世界全体では、111のデスティネーションのうち60カ所が2019年の到着数を上回った。 この期間の到着数で最も好調だったのは、到着数が2倍以上になったカタール(対2019年比141%増)、アルバニア(77%増)、サウジアラビア(61%増)、キュラソー(カリブ海に浮かぶ島 48%増)、タンザニア(43%増)、コロンビア、アンドラ(ともに36%増)だった。
国際観光収入は大幅増、日本は59%増、欧州など2桁成長を記録
国際観光収入の面でも、データが得られる43カ国のうち35カ国がコロナ前の水準を上回り、多くの国で2019年比で2ケタ成長(現地通貨ベース)を記録している。この成長率は、ほとんどのケースでインフレ率を大きく上回った。
特に顕著な成長を見せたのは、セルビア(99%増)、パキスタン(64%増)、ルーマニア(61%増)、日本(59%増)、ポルトガル(51%増)、ニカラグアとタンザニア(いずれも50%増)だった。
観光収入が世界的に多い国では、日本(59%増)、トルコ(41%増)、フランス(27%増)などが2024年9月までに2ケタ成長を記録した。スペイン(36%増)、イタリア(26%増)も8月までに好調な成績を示した。また、6月までの数字ではイギリスが43%増、カナダ35%増、オーストラリアが18%増となっている。世界最大の観光収入国であるアメリカでは、2024年9月までに7%の伸びを記録した。
重要性が増すインドの国際観光支出、81%増
観光支出データにおいても、主要市場での成長が目立ち、特に、ドイツ(2019年同期比35%増)、アメリカ(33%増)、フランス(11%増)といった大規模な旅行の発地市場(ソースマーケット)で顕著だった。また、イギリス(46%増)、オーストラリア(34%増)、カナダ(28%増)、イタリア(26%増)が2024年6月までのデータで力強い成長を記録している。インドでは、2024年6月までのデータでアウトバウンド支出が81%増加し、重要性を増す市場としての存在感を示している。
2024年末までに、完全回復への見通し
国際観光客到着数は、2024年末までには、2019年の水準(14億6100万人)に達する見込みである。デスティネーションの多くでは2023年中に、あるいは2024年になってコロナ前の入国者数をすでに上回ったが、 北東アジアと中東欧の一部ではまだ回復の余地がある。
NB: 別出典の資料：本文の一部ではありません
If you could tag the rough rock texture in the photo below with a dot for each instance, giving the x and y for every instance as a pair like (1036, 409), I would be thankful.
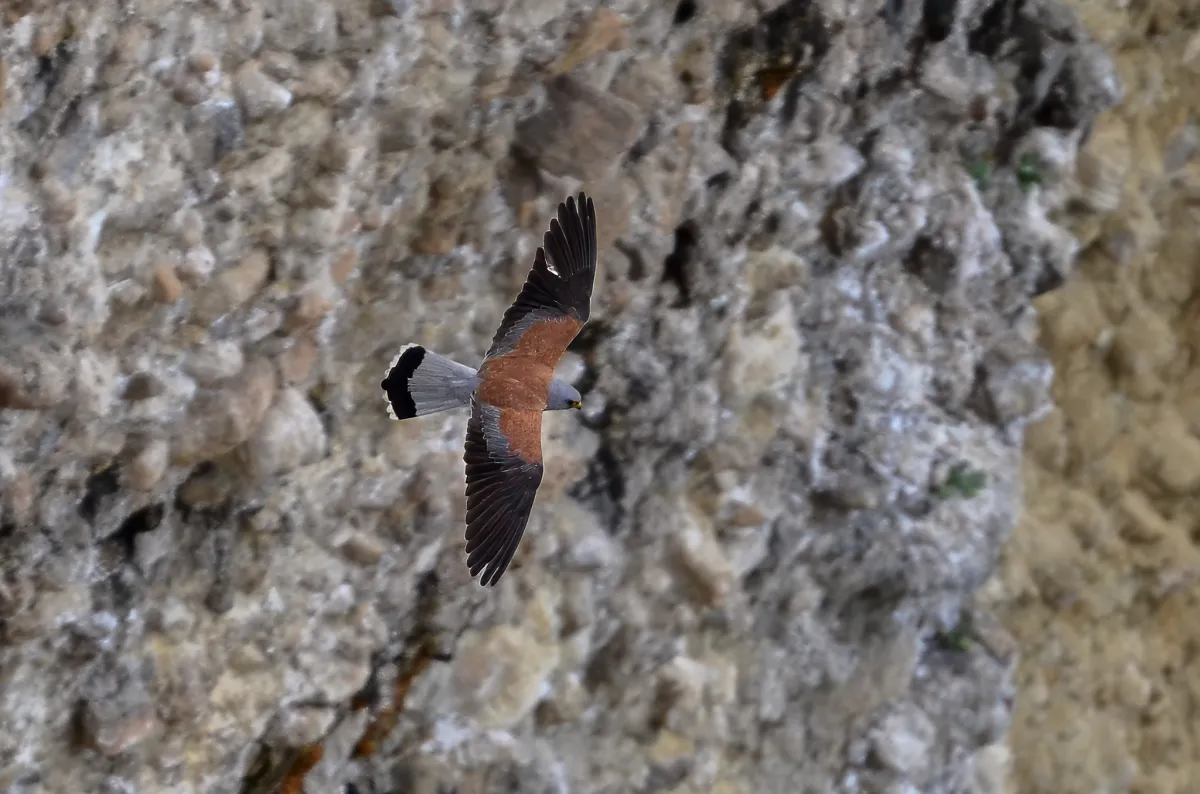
(1099, 583)
(810, 361)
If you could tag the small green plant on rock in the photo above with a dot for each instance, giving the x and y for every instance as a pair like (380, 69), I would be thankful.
(963, 481)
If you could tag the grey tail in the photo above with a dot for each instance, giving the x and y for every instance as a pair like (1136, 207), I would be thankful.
(420, 382)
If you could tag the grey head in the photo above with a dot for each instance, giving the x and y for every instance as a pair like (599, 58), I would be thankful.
(562, 396)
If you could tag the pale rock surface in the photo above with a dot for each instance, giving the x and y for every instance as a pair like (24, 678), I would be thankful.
(1099, 584)
(223, 566)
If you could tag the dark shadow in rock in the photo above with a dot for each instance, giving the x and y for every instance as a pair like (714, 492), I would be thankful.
(100, 486)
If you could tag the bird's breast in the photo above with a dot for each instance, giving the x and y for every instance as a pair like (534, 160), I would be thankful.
(514, 382)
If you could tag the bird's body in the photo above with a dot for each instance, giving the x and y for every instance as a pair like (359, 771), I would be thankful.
(510, 390)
2023年と同様に、2024年も国際観光による輸出収入(観光収入と旅客輸送)が好調だ。これは、1回の旅行あたりの平均消費額(インフレの影響を除く)が増加したためであり、滞在期間が長くなったことも一因となっている。
ただし、観光業全体では、いまだ課題は残っている。輸送・宿泊料金の高騰や原油価格の変動は避けられないし、 世界各地の大きな紛争や緊張は引き続き消費者の信頼感に影響を与えている。また、異常気象や人員不足も観光業の業績にとって重大な課題となっていることを忘れてはならない。
UN Tourismのズラブ・ポロリカシュヴィリ事務局長はこの結果を受け、「観光収入の力強い成長は、世界中の経済にとって朗報である。到着数を上回る観光消費額の増加は、多くの雇用や中小企業に直接的な影響を与え、多くの国で経常収支や税収にも寄与している」と述べた。